Ah, yes, that seems to be the case. Thanks for the pointer! Also the
discussion is enlightening. It looks like there hasn't been much
happening in that bug so I'll need to consider any other options.
--Ere
Jan Høydahl kirjoitti 29.4.2021 klo 11.48:
I think you are hitting this bug
https://issues.apache.org/jira/browse/SOLR-12779
Jan
29. apr. 2021 kl. 08:51 skrev Ere Maijala <ere.maij...@helsinki.fi>:
Hello Markus,
Thanks for the reply. I'm not sure I understand. The docs state the
following:
"The default value of mm is 0% (all clauses optional), unless q.op is
specified as "AND", in which case mm defaults to 100% (all clauses
required)."
(
https://solr.apache.org/guide/8_8/the-dismax-query-parser.html#TheDisMaxQueryParser-Themm_MinimumShouldMatch_Parameter
)
And obviously it has effect. You can also replace q.op=AND with
mm=100%25 in my examples with the same results. The multi-word synonym
makes the query explained by debugQuery=true seem wrong to me in that it
requires all terms to match in the same field, whereas normally the match
can be found in any of the fields listed in qf. For example this is the
query from my first example:
+(+DisjunctionMaxQuery((name:corsair | manu:corsair | cat:corsair))
+DisjunctionMaxQuery((name:microsystems | manu:microsystems |
cat:microsystems)) +DisjunctionMaxQuery((name:memory | manu:memory |
cat:memory)))
Using the synonym instead of `corsair microsystems` produces this:
+(+((+name:corsair +name:microsystems +name:memory) | (+manu:corsair
+manu:microsystems +manu:memory) | (+cat:cmi +cat:memory)))
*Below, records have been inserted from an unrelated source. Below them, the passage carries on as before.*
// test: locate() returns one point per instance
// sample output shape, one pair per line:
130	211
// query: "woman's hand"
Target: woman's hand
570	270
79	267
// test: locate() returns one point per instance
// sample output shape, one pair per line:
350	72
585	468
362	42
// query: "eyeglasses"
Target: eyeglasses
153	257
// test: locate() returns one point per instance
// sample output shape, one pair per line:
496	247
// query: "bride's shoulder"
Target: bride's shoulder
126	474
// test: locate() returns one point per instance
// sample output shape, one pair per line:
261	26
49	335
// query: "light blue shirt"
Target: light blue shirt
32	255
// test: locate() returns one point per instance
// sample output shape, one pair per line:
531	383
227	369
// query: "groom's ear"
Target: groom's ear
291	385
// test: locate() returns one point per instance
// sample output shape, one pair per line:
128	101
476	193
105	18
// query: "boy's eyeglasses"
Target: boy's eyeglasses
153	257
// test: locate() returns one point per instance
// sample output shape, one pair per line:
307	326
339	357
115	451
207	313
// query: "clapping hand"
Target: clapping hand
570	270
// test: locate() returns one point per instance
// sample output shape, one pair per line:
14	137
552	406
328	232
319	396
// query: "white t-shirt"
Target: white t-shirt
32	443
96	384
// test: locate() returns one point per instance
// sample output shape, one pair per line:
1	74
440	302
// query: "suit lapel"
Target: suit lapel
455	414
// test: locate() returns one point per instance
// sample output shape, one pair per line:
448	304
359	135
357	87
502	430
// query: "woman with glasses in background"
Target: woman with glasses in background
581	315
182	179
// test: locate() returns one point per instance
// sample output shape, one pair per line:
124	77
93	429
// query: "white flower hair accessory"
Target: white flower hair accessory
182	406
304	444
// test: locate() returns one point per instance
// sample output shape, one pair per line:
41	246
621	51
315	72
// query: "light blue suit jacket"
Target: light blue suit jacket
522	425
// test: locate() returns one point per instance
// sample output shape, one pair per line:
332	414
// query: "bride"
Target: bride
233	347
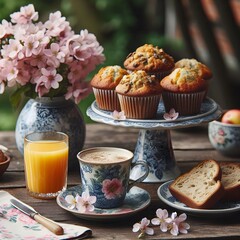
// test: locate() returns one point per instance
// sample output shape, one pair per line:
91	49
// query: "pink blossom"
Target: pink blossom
25	219
71	200
5	28
162	215
31	46
27	56
51	78
78	91
172	115
55	55
118	115
14	48
56	24
85	202
177	224
112	188
221	132
143	228
41	88
25	15
220	139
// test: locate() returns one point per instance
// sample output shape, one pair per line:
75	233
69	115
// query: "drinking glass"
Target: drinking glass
46	163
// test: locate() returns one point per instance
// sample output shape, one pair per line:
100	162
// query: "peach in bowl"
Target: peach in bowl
4	162
224	134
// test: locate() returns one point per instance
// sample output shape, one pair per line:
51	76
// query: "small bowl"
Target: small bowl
225	138
4	165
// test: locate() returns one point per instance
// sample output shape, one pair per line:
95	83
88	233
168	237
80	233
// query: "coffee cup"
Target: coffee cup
105	174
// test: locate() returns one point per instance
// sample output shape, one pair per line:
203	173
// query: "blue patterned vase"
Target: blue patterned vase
52	114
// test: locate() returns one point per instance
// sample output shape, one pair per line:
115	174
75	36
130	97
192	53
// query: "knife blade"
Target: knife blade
49	224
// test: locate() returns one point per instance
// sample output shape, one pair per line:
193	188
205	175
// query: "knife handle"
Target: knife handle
50	225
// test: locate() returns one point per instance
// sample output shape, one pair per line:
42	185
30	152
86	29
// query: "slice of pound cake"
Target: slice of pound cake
231	180
201	187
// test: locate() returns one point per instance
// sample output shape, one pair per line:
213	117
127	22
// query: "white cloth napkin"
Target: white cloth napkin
16	225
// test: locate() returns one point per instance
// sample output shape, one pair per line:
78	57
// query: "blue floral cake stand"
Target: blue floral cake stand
154	141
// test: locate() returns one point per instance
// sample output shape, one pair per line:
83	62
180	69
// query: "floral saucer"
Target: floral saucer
221	208
136	200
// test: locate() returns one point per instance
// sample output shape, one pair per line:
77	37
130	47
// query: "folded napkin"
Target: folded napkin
16	225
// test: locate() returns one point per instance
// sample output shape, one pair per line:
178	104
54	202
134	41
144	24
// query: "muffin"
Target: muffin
201	69
192	64
139	95
104	84
153	60
184	91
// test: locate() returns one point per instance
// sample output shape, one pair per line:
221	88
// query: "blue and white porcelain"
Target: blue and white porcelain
225	138
154	144
137	199
221	208
108	180
52	114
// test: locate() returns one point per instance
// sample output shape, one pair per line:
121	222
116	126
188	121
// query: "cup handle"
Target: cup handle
142	177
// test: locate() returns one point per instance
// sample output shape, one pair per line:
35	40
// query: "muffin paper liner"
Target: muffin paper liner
139	107
184	103
106	99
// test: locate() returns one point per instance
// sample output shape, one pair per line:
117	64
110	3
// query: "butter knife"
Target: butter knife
50	225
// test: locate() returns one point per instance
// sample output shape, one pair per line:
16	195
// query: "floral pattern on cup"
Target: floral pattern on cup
225	138
105	174
106	184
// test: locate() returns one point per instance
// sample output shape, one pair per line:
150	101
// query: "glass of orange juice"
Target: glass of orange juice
46	163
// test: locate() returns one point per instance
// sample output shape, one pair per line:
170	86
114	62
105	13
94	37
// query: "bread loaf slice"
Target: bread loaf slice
231	180
201	187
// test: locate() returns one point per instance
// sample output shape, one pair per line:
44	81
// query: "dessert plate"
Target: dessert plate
136	200
221	208
209	111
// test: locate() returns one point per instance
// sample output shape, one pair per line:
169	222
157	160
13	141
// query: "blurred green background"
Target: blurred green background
120	29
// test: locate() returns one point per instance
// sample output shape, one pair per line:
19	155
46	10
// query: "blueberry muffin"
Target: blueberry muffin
153	60
139	95
184	91
104	84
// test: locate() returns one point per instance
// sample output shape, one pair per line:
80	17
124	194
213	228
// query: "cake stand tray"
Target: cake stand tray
154	143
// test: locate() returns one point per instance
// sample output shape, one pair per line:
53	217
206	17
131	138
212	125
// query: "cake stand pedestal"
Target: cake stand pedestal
154	143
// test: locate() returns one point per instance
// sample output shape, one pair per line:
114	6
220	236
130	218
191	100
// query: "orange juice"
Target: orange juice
46	166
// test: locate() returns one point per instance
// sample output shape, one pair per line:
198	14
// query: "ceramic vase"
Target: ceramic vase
52	114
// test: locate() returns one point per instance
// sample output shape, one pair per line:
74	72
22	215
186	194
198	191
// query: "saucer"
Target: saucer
221	208
136	200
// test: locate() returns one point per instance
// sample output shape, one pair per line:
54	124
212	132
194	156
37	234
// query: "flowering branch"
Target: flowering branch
175	224
82	203
46	58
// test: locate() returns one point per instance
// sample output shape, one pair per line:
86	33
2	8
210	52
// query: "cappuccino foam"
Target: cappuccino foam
104	156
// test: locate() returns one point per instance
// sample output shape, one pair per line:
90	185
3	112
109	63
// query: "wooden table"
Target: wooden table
190	146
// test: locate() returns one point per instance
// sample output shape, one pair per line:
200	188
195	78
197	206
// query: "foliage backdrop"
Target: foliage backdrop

We don't use stopwords. mm.autoRelax does not make a difference here.
Best,
Ere
Markus Jelsma kirjoitti 28.4.2021 klo 16.20:
Hello Ere,
The q.op parameter is not a dismax parameter. instead i think you are
being
bitten bij de mm parameter [1] which by default is 100%, meaning all
terms
must match. Multi word synonym handing and mm are not a very intuitive
match, and can lead to crazy problems. Also beware of mm and stopword
handling and check out mm.autoRelax [2]. But it is best not to use
stopwords at all.
Check it out,
Markus
[1] https://solr.apache.org/guide/6_6/the-dismax-query-parser.html
[2]
https://solr.apache.org/guide/6_6/the-extended-dismax-query-parser.html
Op wo 28 apr. 2021 om 15:02 schreef Ere Maijala <
ere.maij...@helsinki.fi>:
Hi,
Here's one that I can't wrap my head around. The main question is: why
are the search terms treated differently in eDisMax if the query
expands
to a multi-word synonym, and there are different field types and
q.op=AND?
This gets complicated quickly, so I tried to reproduce the results
with
the techproducts example:
1. Start with vanilla Solr 8.8.2
2. echo "cor => Corsair" >>
server/solr/configsets/sample_techproducts_configs/conf/synonyms.txt
4. echo "cmi => Corsair Microsystems" >>
server/solr/configsets/sample_techproducts_configs/conf/synonyms.txt
4. bin/solr start -e techproducts
Now, a basic query that works fine produces 2 results:
http://localhost:8983/solr/techproducts/select?q=corsair+microsystems+memory&debugQuery=true&defType=edismax&qf=name+manu+cat&q.op=AND
But if I use the synonym, I don't get any results:
http://localhost:8983/solr/techproducts/select?q=cmi+memory&debugQuery=true&defType=edismax&qf=name+manu+cat&q.op=AND
If I leave cat field out, however, I get 2 results:
http://localhost:8983/solr/techproducts/select?q=cmi+memory&debugQuery=true&defType=edismax&qf=name+manu&q.op=AND
Also if leave q.op out and add AND between the terms, I get 2 results
even with the cat field:
http://localhost:8983/solr/techproducts/select?q=cmi+AND+memory&debugQuery=true&defType=edismax&qf=name+manu+cat
The single-word synonym works just fine:
http://localhost:8983/solr/techproducts/select?q=cor+memory&debugQuery=true&defType=edismax&qf=name+manu+cat&q.op=AND
Can anyone shine a light on what's happening here?
Additional notes:
1. This is a simplified example, and the real-world case is much more
complicated. It has our custom class create the synonyms for compound
words in Finnish, and the queries come from users.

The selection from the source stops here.